As mentioned above, the composite inorganic coagulant prepared according to the present invention can be applied to various wastewater, such as plating wastewater, industrial wastewater, wastewater by metal processing and cutting, livestock wastewater, and economical and excellent treatment effect. In particular, it can be usefully used for industrial wastewater containing a large amount of heavy metals and organics.

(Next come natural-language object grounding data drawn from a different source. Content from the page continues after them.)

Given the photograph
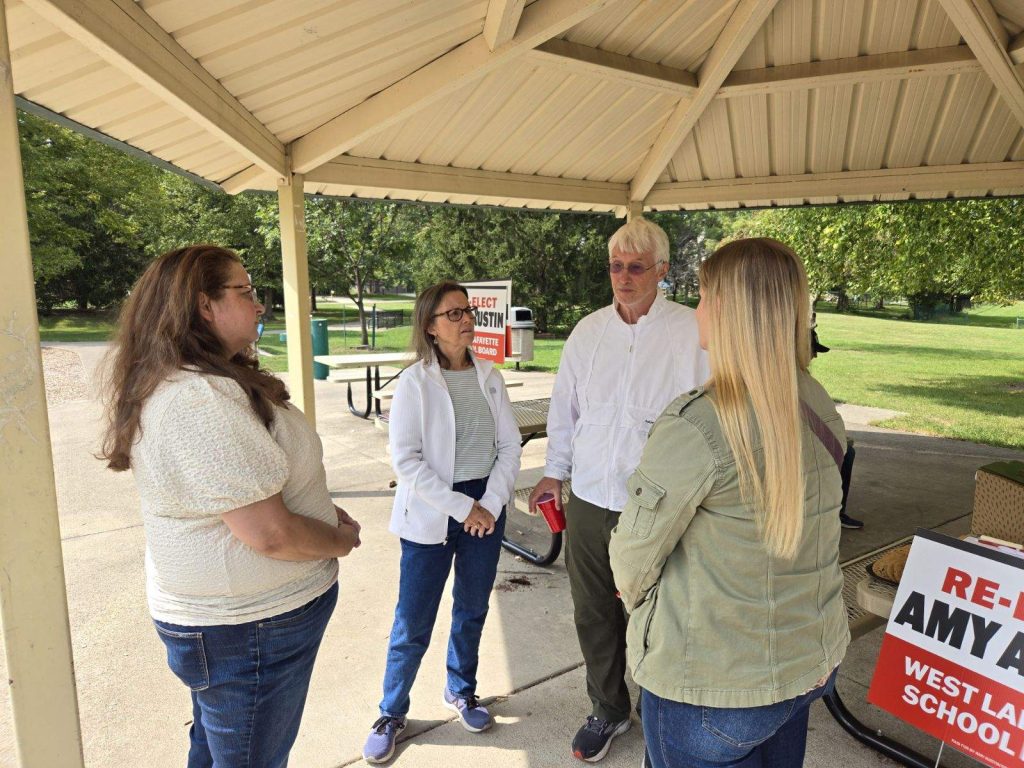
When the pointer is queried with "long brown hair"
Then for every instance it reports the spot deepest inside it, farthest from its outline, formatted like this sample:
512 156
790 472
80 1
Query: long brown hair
759 313
423 314
161 331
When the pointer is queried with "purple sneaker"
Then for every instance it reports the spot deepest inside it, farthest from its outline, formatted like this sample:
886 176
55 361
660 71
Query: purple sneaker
473 717
380 743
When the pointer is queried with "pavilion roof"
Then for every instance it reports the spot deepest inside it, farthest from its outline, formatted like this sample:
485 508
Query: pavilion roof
576 104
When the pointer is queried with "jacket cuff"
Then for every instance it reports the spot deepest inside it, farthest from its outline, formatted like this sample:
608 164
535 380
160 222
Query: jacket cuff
551 470
463 511
493 504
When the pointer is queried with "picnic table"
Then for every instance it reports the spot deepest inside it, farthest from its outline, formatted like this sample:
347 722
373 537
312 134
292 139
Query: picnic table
372 361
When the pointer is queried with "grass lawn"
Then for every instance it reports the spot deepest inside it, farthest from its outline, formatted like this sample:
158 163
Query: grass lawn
952 377
77 327
951 380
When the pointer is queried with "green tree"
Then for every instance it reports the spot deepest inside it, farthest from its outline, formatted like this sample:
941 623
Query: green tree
90 210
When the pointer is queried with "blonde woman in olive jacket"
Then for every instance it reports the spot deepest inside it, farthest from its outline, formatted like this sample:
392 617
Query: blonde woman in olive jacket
727 553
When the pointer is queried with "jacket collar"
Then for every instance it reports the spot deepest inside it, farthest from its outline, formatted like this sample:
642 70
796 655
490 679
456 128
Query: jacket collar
655 309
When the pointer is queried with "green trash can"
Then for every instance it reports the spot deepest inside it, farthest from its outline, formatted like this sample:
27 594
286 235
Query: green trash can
318 329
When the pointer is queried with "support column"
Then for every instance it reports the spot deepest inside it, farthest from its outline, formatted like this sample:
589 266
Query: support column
296 273
33 599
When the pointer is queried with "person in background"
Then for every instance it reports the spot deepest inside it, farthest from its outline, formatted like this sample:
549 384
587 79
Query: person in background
241 534
851 453
455 449
727 552
620 368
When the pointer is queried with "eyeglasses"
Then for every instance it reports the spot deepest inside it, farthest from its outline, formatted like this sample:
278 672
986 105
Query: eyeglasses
250 291
456 314
635 269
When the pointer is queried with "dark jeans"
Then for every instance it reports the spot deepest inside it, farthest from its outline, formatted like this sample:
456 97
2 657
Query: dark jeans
249 683
600 620
424 570
681 735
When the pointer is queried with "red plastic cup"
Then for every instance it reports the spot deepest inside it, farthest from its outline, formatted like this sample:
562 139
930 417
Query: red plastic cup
552 515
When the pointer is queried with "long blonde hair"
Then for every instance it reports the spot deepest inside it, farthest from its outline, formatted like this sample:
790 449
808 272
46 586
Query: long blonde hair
758 308
161 331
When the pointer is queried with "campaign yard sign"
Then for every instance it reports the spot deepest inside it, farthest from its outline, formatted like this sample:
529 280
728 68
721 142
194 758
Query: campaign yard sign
952 656
492 300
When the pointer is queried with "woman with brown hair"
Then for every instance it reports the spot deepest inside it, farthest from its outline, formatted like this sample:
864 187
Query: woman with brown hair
455 448
727 553
242 536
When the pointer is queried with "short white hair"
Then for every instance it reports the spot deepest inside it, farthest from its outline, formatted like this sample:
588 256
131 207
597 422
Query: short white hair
641 236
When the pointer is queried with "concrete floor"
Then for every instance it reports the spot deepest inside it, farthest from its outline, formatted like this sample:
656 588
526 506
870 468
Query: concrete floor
135 713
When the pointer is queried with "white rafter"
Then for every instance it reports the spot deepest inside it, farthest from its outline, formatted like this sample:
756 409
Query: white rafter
412 179
503 17
470 61
841 184
980 26
124 35
748 17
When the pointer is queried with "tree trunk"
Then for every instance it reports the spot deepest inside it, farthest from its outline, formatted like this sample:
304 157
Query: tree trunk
268 305
843 302
360 305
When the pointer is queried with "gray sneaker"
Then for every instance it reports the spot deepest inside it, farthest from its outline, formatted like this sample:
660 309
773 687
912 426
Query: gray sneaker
380 743
594 738
473 717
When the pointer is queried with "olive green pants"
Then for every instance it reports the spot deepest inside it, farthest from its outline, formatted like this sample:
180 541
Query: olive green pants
600 620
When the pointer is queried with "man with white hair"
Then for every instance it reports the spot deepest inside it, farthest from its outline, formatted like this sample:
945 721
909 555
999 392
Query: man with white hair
621 367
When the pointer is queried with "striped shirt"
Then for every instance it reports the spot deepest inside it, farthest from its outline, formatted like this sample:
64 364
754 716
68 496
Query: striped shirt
475 450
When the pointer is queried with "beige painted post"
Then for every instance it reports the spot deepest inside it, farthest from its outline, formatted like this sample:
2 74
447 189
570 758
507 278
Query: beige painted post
296 273
33 600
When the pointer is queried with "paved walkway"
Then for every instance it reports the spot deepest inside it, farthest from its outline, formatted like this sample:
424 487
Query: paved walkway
134 712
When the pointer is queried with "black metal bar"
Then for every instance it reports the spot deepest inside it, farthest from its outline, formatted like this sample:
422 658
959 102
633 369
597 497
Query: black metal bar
554 547
370 396
529 555
875 739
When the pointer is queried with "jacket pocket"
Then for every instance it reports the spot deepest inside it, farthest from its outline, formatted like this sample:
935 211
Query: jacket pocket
642 500
186 656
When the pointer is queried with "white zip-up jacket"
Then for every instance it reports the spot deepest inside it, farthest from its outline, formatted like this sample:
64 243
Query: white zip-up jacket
613 381
422 441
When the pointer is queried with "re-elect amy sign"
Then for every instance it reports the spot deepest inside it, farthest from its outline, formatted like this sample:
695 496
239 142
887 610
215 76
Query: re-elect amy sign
952 657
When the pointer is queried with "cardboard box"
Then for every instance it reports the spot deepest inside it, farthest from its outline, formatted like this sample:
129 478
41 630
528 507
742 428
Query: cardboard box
998 501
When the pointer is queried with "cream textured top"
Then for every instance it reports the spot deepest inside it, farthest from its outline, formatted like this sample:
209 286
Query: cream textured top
613 381
202 452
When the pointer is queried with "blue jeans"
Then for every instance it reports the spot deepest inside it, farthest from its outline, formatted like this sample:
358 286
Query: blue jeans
773 736
248 682
424 570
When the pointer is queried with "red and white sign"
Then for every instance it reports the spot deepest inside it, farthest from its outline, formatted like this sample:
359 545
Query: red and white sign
492 300
952 657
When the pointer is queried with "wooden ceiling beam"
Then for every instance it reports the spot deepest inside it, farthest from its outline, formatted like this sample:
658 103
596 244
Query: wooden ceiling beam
125 36
983 31
462 66
413 179
613 67
841 183
953 59
502 20
744 23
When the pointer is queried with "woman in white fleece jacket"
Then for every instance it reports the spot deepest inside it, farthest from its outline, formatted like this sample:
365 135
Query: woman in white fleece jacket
455 448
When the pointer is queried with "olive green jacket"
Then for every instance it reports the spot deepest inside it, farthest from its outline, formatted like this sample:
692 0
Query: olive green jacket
715 620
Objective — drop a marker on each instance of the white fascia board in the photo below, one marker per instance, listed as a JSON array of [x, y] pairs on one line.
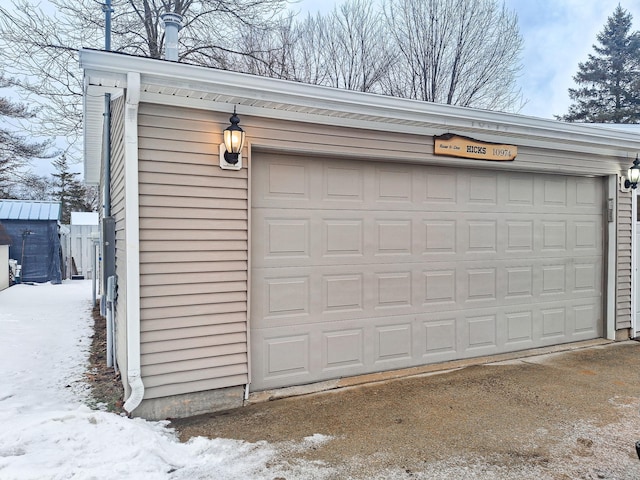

Although the above has been described with reference to a preferred embodiment of the present invention, those skilled in the art will be able to variously modify and change the present invention without departing from the spirit and scope of the invention as set forth in the claims below. It will be appreciated.

Claims (6)

A method for producing a composite inorganic coagulant, characterized in that it is prepared by coating 1 to 10 wt% of the spiculispolic acid derivative represented by the following general formula (I) to 100 wt% of steelmaking slag. (Wherein R represents Na, Ca, Mg, Al, alkoxy group, benzoyl group, polyoxyethylene group, polyoxypropylene group) A method for producing a composite inorganic coagulant, characterized in that the coating is prepared by adding 0.01-1 wt% of an absorbent polymer to 100 wt% of steelmaking slag. A method for producing a composite inorganic coagulant, characterized in that it is prepared by mixing and adding 1-10 wt% of spiculispolic acid derivative represented by the following general formula (I) and 0.01-1 wt% of absorbent polymer to 100 wt% of steelmaking slag. (Wherein R represents Na, Ca, Mg, Al, alkoxy group, benzoyl group, polyoxyethylene group, polyoxypropylene group) A composite inorganic material, which is prepared by mixing and adding 1-10 wt% of spiculisporic acid derivatives represented by the following general formula (I), 0.01-1 wt% of absorbent polymer, and 20w% of porous additives to 100wt% of steelmaking slag. Method of producing flocculant. (Wherein R represents Na, Ca, Mg, Al, alkoxy group, benzoyl group, polyoxyethylene group, polyoxypropylene group) The method of claim 4, wherein the absorbent polymer comprises a polyacrylic acid or a sodium salt substituent, a polymethacryl and a copolymer of the maleic anhydride and acrylic acid, or a sodium salt substituent. 5. The method of claim 4, wherein the porous additive is made of lime, silica, hydrotalcite or cray.